The CQRS pattern is often used along with the Event Sourcing pattern. CQRS-based systems use separate read and write data models, each tailored to relevant tasks and often located in physically separate stores. When used with the Event Sourcing pattern, the store of events is the write model, and is the official source of information. The read model of a CQRS-based system provides materialized views of the data, typically as highly denormalized views. These views are tailored to the interfaces and display requirements of the application, which helps to maximize both display and query performance.

Using the stream of events as the write store, rather than the actual data at a point in time, avoids update conflicts on a single aggregate and maximizes performance and scalability. The events can be used to asynchronously generate materialized views of the data that are used to populate the read store.

Because the event store is the official source of information, it is possible to delete the materialized views and replay all past events to create a new representation of the current state when the system evolves, or when the read model must change. The materialized views are in effect a durable read-only cache of the data.

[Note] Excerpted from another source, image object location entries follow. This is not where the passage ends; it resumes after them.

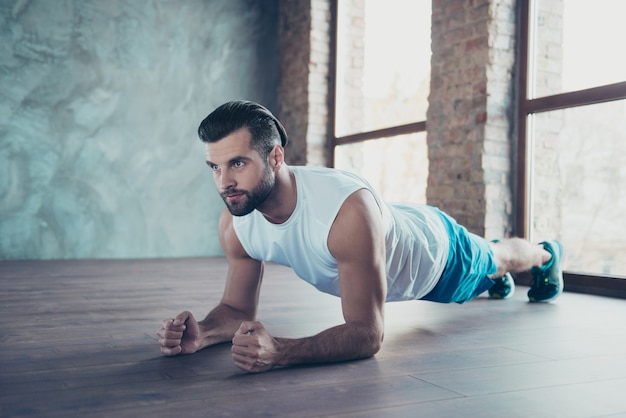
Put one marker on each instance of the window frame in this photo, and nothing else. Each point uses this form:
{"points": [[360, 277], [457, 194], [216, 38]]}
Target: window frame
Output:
{"points": [[605, 285], [334, 141]]}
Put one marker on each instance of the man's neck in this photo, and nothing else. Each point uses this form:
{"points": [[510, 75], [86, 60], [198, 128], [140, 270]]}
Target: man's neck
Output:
{"points": [[281, 203]]}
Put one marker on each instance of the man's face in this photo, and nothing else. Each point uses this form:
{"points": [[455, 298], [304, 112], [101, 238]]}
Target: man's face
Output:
{"points": [[243, 178]]}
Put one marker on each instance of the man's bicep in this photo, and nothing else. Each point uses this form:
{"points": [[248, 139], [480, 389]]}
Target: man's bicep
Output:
{"points": [[358, 244]]}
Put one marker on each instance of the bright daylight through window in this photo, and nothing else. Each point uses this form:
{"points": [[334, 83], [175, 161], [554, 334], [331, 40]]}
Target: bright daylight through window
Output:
{"points": [[383, 80], [578, 158]]}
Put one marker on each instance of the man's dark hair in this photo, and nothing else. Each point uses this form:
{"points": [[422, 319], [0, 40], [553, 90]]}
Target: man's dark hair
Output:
{"points": [[265, 130]]}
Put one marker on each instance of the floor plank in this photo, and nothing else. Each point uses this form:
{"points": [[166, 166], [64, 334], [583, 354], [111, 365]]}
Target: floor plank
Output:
{"points": [[78, 338]]}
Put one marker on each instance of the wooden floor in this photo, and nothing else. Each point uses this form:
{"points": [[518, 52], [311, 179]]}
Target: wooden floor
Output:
{"points": [[77, 338]]}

When using CQRS combined with the Event Sourcing pattern, consider the following:
  • As with any system where the write and read stores are separate, systems based on this pattern are only eventually consistent. There will be some delay between the event being generated and the data store being updated.
  • The pattern adds complexity because code must be created to initiate and handle events, and assemble or update the appropriate views or objects required by queries or a read model. The complexity of the CQRS pattern when used with the Event Sourcing pattern can make a successful implementation more difficult, and requires a different approach to designing systems. However, event sourcing can make it easier to model the domain, and makes it easier to rebuild views or create new ones because the intent of the changes in the data is preserved.
  • Generating materialized views for use in the read model or projections of the data by replaying and handling the events for specific entities or collections of entities can require significant processing time and resource usage. This is especially true if it requires summation or analysis of values over long periods, because all the associated events might need to be examined. Resolve this by implementing snapshots of the data at scheduled intervals, such as a total count of the number of a specific action that has occurred, or the current state of an entity.